Detroit Red Wings defenseman Nicklas Lidstrom(notes), from Sweden, collides with Pittsburgh Penguins' Sidney Crosby(notes) during the first period of Game 1 of the NHL Stanley Cup finals hockey series in Detroit, Saturday, May 30, 2009.

Had it not been for Stuart's ridiculous bank shot off the rear boards and the rear stitches of Penguins goalie Marc-Andre Fleury's right pad five minutes earlier, the Wings would have trailed after one, and in a curious statistical inversion, they have not won in these Stanley Cup playoffs when trailing after one.

Same with after two.

Both first-period goals came off defensive end turnovers, Detroit's thanks to Hal Gill's inability to clear, Pittsburgh's courtesy of an even worse clearing attempt by Stuart that was intercepted by Geno Malkin. Malkin whistled at the net, where Chris Osgood appeared to control it, but it leaked in front of him after a long second. Osgood and Fedotenko got to the loose disc at the same moment, jarring it farther from the goalmouth, from where Fedotenko swatted it to the net.

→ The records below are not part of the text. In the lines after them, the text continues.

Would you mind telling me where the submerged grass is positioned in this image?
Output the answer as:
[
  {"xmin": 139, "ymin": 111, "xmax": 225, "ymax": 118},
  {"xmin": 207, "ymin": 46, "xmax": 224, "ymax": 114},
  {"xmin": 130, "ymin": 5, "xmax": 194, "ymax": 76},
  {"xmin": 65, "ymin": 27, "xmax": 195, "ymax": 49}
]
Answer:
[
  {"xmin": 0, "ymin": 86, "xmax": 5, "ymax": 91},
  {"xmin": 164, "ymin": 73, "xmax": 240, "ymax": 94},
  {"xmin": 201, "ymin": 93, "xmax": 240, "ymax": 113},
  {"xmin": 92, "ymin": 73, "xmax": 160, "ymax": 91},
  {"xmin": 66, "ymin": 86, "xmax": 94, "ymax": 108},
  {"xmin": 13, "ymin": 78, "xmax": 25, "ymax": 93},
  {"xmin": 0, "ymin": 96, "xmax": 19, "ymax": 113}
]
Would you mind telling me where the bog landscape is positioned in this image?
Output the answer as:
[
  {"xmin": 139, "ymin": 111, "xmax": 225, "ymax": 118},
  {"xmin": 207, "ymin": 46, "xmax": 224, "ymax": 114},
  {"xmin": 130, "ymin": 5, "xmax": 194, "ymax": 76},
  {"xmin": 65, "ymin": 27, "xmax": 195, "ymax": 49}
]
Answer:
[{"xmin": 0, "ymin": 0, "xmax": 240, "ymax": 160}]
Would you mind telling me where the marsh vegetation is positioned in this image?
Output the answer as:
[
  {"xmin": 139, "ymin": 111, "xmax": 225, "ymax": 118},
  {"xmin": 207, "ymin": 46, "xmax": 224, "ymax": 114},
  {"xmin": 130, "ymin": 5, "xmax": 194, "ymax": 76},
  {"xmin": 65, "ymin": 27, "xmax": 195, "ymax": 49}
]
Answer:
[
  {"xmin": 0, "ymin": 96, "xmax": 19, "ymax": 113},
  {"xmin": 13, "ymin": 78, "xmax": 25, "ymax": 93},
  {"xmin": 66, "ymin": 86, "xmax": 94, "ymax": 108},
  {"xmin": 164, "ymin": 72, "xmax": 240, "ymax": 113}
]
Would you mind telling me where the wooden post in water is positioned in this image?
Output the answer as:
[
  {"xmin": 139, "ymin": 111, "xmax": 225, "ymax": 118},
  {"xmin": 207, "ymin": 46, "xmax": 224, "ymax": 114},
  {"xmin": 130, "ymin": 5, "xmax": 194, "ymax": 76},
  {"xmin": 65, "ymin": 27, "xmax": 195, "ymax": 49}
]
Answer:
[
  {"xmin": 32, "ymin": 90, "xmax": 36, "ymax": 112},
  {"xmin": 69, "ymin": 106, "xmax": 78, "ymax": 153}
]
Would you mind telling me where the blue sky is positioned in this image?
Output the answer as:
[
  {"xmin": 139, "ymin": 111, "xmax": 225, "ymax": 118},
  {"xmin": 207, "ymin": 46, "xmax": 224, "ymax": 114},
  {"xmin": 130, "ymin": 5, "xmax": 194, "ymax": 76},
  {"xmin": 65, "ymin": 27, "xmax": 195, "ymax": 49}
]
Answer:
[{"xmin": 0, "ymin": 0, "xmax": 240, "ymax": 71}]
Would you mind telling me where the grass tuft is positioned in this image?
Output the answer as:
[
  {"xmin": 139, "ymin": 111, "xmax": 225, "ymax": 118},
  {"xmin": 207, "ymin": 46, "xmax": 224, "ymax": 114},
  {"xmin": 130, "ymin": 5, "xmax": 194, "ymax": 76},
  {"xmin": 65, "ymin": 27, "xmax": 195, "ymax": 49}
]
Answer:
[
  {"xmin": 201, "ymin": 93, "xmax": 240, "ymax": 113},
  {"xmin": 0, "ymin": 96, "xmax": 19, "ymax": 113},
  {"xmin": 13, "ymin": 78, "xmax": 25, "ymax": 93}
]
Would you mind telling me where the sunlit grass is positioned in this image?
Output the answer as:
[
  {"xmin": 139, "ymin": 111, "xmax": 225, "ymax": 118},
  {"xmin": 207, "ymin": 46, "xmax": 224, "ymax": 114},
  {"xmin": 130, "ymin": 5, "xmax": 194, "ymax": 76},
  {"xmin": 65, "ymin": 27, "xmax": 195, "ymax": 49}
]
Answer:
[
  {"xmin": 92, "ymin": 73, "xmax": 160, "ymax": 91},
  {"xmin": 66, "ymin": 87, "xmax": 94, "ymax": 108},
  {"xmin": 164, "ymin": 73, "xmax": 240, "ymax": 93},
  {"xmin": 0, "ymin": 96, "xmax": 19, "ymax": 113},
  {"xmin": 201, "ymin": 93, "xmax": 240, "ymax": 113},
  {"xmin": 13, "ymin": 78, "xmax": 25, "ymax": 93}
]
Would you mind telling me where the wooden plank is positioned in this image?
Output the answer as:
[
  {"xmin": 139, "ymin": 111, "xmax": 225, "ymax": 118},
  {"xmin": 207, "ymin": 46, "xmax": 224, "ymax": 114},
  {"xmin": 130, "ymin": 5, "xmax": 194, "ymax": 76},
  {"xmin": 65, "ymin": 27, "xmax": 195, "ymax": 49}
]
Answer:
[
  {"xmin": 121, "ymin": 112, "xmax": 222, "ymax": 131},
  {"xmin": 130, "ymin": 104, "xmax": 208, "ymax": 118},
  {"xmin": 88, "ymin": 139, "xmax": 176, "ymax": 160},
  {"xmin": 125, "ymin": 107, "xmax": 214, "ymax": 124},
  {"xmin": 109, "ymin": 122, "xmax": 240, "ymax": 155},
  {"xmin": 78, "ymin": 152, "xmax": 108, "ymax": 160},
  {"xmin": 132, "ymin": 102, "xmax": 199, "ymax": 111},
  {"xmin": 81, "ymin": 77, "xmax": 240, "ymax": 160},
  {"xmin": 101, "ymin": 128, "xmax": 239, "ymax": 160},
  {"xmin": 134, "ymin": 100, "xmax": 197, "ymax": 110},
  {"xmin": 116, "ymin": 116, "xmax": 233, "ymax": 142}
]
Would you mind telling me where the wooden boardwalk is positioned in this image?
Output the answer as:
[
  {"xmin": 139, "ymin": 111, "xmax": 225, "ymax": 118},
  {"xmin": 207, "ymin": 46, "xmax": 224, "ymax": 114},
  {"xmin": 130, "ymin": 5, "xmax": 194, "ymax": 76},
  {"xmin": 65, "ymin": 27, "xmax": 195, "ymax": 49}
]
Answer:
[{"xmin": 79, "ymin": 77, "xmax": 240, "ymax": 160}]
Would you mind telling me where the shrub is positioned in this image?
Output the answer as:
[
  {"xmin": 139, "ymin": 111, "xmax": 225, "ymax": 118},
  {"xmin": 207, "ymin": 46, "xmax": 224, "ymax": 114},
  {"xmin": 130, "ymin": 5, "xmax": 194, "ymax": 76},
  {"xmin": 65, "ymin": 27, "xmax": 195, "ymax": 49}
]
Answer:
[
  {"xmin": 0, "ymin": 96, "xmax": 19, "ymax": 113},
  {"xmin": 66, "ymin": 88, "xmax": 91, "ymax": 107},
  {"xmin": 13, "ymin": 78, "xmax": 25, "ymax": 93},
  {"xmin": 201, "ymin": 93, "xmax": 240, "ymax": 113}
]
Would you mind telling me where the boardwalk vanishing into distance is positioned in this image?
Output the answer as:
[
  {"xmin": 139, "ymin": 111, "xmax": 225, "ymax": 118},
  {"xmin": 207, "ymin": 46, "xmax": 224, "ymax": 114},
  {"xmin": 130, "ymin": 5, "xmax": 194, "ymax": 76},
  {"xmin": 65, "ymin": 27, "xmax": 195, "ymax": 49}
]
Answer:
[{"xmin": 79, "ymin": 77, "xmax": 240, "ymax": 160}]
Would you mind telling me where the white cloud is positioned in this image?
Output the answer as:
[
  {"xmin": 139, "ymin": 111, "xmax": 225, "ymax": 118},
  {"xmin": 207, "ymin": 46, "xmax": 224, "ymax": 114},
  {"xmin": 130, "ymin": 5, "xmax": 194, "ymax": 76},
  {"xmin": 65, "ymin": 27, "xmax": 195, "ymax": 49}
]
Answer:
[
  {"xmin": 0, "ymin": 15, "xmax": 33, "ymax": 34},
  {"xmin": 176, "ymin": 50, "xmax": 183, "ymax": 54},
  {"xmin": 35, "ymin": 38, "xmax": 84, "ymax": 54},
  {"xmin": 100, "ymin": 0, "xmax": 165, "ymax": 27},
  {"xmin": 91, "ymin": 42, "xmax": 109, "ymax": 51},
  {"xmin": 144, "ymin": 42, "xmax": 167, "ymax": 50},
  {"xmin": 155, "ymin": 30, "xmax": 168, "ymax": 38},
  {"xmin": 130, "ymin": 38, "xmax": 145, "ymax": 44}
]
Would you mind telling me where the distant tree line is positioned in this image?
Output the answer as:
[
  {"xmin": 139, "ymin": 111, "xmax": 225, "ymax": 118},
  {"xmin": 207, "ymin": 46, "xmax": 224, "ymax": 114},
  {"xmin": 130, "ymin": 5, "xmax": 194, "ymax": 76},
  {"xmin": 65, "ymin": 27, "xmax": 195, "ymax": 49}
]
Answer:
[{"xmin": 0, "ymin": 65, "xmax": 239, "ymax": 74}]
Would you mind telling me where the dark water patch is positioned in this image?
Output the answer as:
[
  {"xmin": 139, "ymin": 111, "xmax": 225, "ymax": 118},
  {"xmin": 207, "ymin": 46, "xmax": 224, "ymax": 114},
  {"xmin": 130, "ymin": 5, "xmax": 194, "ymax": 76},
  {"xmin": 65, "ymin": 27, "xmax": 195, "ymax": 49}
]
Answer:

But even as the Penguins were hitting every red shirt in cross traffic, the Wings kept hitting inanimate objects to their stunning benefit.

Johan Franzen, who doesn't need any help putting the puck in the net (The Mule has 24 goals in his last 33 post-season games), got just the right kind of kiss from the rear boards behind Fleury to put a second consecutive bank-shot goal in the final minute of the second period.

That goal had all the earmarks of a serious deflater, as it came after a Penguins timeout and at the end of a period in which Pittsburgh had dominated play and outshot the Wings 13-11.

But that was nothing compared to the airborne puck Justin Abdelkader settled next to Jordan Staal, who simply could not find it on his radar, and wristed past Fleury for a 3-1 lead less than three minutes into the final period.

There's a big gap this morning, between Penguin frustration and Penguin discouragement. The Penguins skated stride for stride with the Wings, banged with them muscle for muscle. They just lost the always unpredictable goofy goal factor.